A more typical approach is the HTTP server redirect. This requires code on your server. Normally a page gives a 200 OK response.  The 404 page you described usually isn't just the text, the server also sends a 404 NOT FOUND response code. Redirection response codes are 301 MOVED PERMANENTLY or a 307 TEMPORARY REDIRECT which will bounce a web browser to the new location. There is also the 303 SEE OTHER response which is usually handled after a POST, PUT, or DELETE and tells the browser to issue a GET request at that other page.  Exactly how you do this depends on how you create your pages.  If you watch a web debugger on large sites you'll see it is quite common to get a series of 3xx responses to move from a friendly URL name to a specific resource, or to bounce around on corporate servers to the final resource.
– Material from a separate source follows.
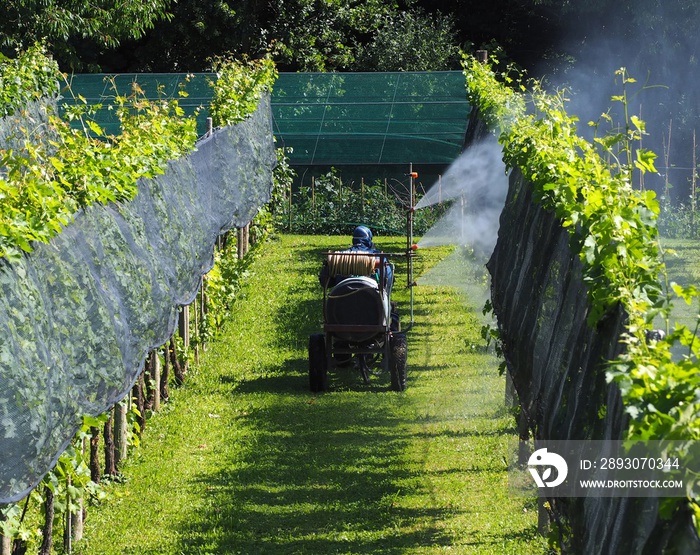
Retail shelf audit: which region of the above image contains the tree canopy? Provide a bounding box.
[0,0,171,69]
If you're looking to do it client side in JavaScript, probably the best is to replace the window's location:  window.location.replace("..."); to cause a redirect without a back-button trail, or window.location.href("..."); to leave a back-button history.  Wrap it up in a timer if you want a short delay: window.setTimeout(function(){ window.location.replace("...") },3000); You could do something with JQuery if you want to.  However, since this is all client side you have no control. Browsers with scripts disabled, web spiders, embedded browsers, and other systems may not redirect the way you expect.

 

Each approach has different merits.  Handling the entire domain is probably best at the DNS level.  If you want to make sure everything moves the HTTP 3xx redirect responses are best done by the server.  Relying on the client to do it with JavaScript will be the least reliable approach.